The Washington Post says that he had a heart attack while driving and crashed his car. It’s unknown whether he died of the heart attack or injuries sustained during the crash.
Born in in Cleveland in 1940, Heller went into the music business after a stint in the Army and earning a business degree from the University of Southern California. He ran the rock departments at two agencies — ABC and Chartwell — before launching his own, the Heller-Fischel Agency, in 1970. Billboard’s obituary says that he was an agent for Creedence Clearwater Revival and promoted the first U.S. tours by both Elton John and Pink Floyd. An article in the Nov. 6, 1971 issue of Billboard, which focuses on the emergence of smaller agencies like his, lists Crosby, Stills, Nash & Young (and their various iterations) and the Guess Who among his clients. It’s also been reported that he worked with Black Sabbath and the Who.
“I’ve been in the business for six decades,” he told Rolling Stone. “I’ve probably represented almost every major artist in the world, either directly or peripherally, at one time or another.”
In the mid-‘80s, however, he branched out into hip-hop and co-founded Ruthless Records with Eazy-E of N.W.A., whom Heller managed. Through their work together, West Coast gangsta rap flourished commercially and became controversial for the depictions of violence and misogyny in its lyrics. But he had a falling out with the band, in particular Ice Cube, over money.
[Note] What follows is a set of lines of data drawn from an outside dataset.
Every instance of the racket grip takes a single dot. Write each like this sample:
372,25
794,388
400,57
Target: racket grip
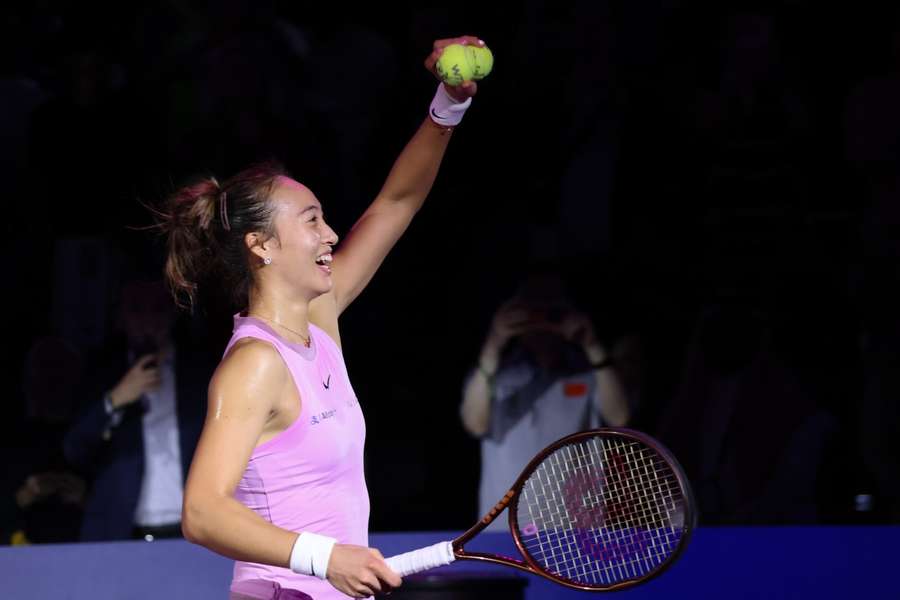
422,559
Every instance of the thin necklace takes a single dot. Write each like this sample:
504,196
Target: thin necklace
307,341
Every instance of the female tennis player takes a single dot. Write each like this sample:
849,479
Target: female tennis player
277,479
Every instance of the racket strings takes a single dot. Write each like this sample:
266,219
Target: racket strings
602,511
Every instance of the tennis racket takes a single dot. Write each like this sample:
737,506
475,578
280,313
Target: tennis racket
597,510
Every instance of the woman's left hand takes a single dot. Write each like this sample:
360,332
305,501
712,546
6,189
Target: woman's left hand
466,89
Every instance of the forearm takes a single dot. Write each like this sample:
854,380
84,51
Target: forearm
415,170
479,390
229,528
476,407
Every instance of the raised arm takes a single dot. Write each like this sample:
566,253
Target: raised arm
408,184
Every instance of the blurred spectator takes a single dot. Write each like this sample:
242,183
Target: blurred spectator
145,399
541,374
42,493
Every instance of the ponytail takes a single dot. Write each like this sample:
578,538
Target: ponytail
205,224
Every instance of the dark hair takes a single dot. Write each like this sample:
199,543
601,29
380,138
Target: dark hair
206,223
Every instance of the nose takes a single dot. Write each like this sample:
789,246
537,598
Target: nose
330,237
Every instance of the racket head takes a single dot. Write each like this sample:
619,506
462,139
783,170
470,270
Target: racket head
603,509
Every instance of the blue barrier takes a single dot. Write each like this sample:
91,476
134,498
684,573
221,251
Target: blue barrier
728,562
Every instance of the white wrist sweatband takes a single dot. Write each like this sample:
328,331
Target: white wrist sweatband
445,110
311,553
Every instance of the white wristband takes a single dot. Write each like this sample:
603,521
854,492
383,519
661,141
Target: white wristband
445,110
311,553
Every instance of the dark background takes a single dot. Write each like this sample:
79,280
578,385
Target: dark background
719,180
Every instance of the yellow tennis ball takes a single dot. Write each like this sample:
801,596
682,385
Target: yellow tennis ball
482,60
455,66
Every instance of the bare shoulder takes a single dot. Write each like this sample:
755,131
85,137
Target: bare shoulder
323,313
252,369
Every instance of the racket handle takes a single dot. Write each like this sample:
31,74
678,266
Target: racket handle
422,559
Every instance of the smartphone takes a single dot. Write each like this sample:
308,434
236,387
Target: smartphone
144,347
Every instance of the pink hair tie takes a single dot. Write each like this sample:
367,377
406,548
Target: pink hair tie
223,211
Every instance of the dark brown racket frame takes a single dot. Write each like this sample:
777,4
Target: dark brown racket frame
511,501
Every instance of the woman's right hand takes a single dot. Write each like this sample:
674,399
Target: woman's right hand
359,571
142,377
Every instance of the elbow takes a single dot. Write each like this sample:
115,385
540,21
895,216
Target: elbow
193,520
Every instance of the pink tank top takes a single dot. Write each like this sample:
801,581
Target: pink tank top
310,476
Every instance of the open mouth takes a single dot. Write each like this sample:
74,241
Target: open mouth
324,261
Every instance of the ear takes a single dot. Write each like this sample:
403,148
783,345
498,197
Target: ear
256,244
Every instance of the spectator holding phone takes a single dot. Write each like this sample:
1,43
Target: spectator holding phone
144,406
542,374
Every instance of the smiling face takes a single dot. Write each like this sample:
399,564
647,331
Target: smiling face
301,254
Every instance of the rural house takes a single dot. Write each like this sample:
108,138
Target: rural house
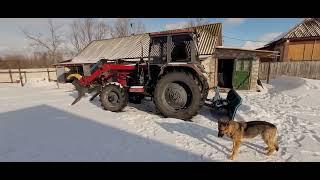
300,43
226,67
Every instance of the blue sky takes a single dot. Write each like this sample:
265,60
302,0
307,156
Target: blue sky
246,29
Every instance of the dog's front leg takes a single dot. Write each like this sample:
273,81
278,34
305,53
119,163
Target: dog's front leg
235,149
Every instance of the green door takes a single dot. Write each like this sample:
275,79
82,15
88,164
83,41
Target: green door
241,74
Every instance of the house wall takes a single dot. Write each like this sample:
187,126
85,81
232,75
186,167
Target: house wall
254,74
299,50
210,65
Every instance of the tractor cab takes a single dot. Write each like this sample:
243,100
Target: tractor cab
173,47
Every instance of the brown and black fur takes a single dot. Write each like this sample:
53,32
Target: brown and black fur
239,130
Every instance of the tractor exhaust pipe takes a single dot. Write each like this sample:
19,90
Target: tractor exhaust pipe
81,91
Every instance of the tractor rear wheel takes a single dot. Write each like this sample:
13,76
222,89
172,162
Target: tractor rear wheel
178,95
113,98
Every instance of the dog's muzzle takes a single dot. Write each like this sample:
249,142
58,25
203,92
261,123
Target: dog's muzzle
220,134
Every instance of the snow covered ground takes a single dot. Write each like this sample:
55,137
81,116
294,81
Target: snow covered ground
37,123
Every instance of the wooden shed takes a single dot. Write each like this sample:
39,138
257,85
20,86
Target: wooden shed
300,43
238,68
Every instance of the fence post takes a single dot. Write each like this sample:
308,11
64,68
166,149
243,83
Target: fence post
20,77
25,77
57,77
10,75
48,74
268,78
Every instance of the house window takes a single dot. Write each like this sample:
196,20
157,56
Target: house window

In 2006, Heller wrote his autobiography, Ruthless: A Memoir. The book addressed many of the controversies surrounding his time with N.W.A. In the 2015 N.W.A. biopic, Straight Outta Compton, Heller was portrayed by Paul Giamatti. The depiction caused Heller to file a $110 million defamation lawsuit against the producers, but all-but one of Heller’s claims were dismissed.